Very respectfully, your obedient servant,

MAY 24, 1865. -Skirmish near Rocheport, Mo.

Report of Captain Warren W. Harris, Howard County Company Volunteer Missouri Militia.

Post Fayette, May 25, 1865.

I have the honor to report to you that Sergt. Robert Digges, with a detachment of my company, had a fight with eleven bushwhackers, supposed to be under Jim Anderson, yesterday morning at 7. 30 o'clock. The bushwhackers were at the house of Elias Thompson, in this county, about six miles from Rocheport. We killed 4 bushwhackers and captured 4 horses and equipments, several pistols, overcoats, &c. Sergeant Digges is satisfied that there were several wounded who escaped. Our loss was Private Ben. Reeves, severely wounded in the shoulder; we also had two horses killed. The names of the bushwhackers killed, as obtained from a rebel deserter just from Price's army, are Theodore Cassell, of Jackson County; --- Kelly, of Saint Louis (right arm off); John Chapman, of Clay, and Thomas Maupin, of Callaway. The last named has the forefinger off his right hand. I inclose you two letters taken off the body of Cassell. Sergeant Digges was on the trail of Jim Jackson the evening before. He started it in Boone County, and was following in up when he heard of Anderson's gang.

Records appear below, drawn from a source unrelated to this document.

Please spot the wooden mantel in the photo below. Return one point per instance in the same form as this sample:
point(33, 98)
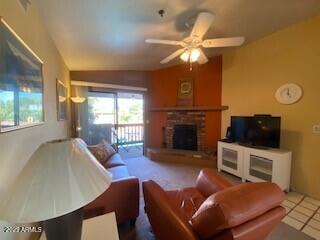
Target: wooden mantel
point(191, 108)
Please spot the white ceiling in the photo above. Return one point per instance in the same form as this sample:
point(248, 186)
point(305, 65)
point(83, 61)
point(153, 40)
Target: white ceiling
point(110, 34)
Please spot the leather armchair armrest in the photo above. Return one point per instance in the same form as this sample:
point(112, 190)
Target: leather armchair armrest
point(122, 197)
point(210, 182)
point(166, 220)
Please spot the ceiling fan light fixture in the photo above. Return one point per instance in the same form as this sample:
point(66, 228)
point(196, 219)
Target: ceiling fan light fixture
point(195, 54)
point(191, 55)
point(185, 56)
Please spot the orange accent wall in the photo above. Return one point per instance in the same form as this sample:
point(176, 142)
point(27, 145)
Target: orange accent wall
point(163, 91)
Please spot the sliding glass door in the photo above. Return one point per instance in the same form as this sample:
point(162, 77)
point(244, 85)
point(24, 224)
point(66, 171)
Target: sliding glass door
point(118, 118)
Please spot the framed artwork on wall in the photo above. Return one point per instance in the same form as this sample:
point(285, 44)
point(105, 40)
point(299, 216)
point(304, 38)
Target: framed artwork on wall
point(62, 96)
point(185, 92)
point(21, 82)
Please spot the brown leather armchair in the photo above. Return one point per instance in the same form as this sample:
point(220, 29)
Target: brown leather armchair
point(214, 209)
point(122, 197)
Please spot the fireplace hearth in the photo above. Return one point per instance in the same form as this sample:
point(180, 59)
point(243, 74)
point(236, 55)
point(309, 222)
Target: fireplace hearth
point(191, 125)
point(185, 137)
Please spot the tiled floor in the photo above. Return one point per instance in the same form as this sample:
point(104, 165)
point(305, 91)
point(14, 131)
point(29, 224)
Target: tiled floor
point(303, 214)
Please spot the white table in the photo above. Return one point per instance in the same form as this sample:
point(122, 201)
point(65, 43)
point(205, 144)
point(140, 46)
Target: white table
point(98, 228)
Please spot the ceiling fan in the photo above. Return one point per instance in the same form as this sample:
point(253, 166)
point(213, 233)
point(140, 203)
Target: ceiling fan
point(191, 46)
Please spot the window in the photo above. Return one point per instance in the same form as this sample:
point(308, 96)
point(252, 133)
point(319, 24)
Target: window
point(21, 92)
point(101, 108)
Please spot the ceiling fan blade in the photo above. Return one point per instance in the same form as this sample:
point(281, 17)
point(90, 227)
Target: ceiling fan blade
point(202, 24)
point(166, 42)
point(202, 58)
point(223, 42)
point(173, 56)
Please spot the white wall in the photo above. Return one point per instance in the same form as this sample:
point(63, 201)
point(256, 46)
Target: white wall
point(16, 147)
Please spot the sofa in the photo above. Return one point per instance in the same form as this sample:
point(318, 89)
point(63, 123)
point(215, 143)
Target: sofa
point(122, 197)
point(214, 209)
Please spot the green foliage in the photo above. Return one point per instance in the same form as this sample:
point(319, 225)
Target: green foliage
point(6, 111)
point(131, 114)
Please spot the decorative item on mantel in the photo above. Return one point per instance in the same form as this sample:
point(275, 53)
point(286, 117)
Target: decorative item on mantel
point(185, 92)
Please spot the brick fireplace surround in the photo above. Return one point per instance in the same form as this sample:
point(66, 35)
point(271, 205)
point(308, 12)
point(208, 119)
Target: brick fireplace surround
point(186, 117)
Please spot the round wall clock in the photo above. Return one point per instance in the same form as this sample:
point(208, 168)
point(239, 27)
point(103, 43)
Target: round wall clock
point(289, 93)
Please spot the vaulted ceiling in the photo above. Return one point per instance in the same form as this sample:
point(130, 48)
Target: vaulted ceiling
point(110, 34)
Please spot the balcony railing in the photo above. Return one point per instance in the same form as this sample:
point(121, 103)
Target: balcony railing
point(126, 134)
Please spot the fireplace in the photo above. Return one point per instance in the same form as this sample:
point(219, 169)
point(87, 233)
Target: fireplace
point(185, 137)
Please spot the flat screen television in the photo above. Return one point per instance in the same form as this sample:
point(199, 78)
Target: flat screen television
point(257, 131)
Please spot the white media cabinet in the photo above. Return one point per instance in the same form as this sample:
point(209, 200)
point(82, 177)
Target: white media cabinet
point(255, 165)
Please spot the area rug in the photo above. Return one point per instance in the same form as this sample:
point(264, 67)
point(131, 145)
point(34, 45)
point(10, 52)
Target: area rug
point(174, 176)
point(303, 214)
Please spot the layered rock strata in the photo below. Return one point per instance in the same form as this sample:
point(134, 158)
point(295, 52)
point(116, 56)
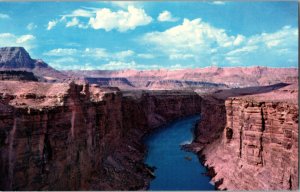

We heard of Jackson yesterday at 10 a. m., with six other men near Boonsborough, in this county, going west. One citizen reports that Rider was along, and another reports that he recognized a man by the name of Finley with them. Finley was bushwhacking in this county last summer. I regret very much that there could not be a scout sent up after these last-mentioned bushwhackers. All my men who had serviceable horses were out, either with Sergeant Digges, with myself, who went out as soon as the fight was reported to me by a citizen, or with Lieutenant Davis, who had started from here the night before with forty men, under orders from Colonel Denny to proceed to Brunswick. I have been informed that Captain Meredith, with his command and a detachment of the Ninth Missouri State Militia, under Lieutenant Thompson, are out in the Boon's Lick country after Jackson. Lieutenant Davis returned this evening from Brunswick. I hope that it will not be deemed necessary again to have my men ordered so far from home, especially when I have my hands full in my own county.

The affair of yesterday is the third fight that my men have had with the bushwhackers. The first two came off in Boone County. Lieutenant Davis had a fight with Jim Jackson at the house of the Widow Cornelius, in Boone County, a week or ten days [ago]. Only his advance guard of seven men were engaged. The rebels fought desperately, but ran off before the main body of our men came up. No casualties on either side. Lieutenant Davis was on the trail of four or six men who had crossed the Missouri River at the mouth of the La Mine when he came across the trail of Jackson. Jackson had five men with him. I do not think, general, that there are any bushwhackers who stay habitually in this county. Jim Jackson and his gang make their home in Blackfoot, in Boone, and make a raid occasionally into this county. I believe that Holtzclaw is with Jackson. In every instance, except the last of yesterday, where we have got after bushwhackers we have followed them into or came across them in Boone. The gang we fought yesterday had just arrived in this county the day before. I hope the warm welcome they received will admonish them to stay away.

I am, general, your most obedient servant,
Commanding Howard County Company Volunteer Missouri Militia.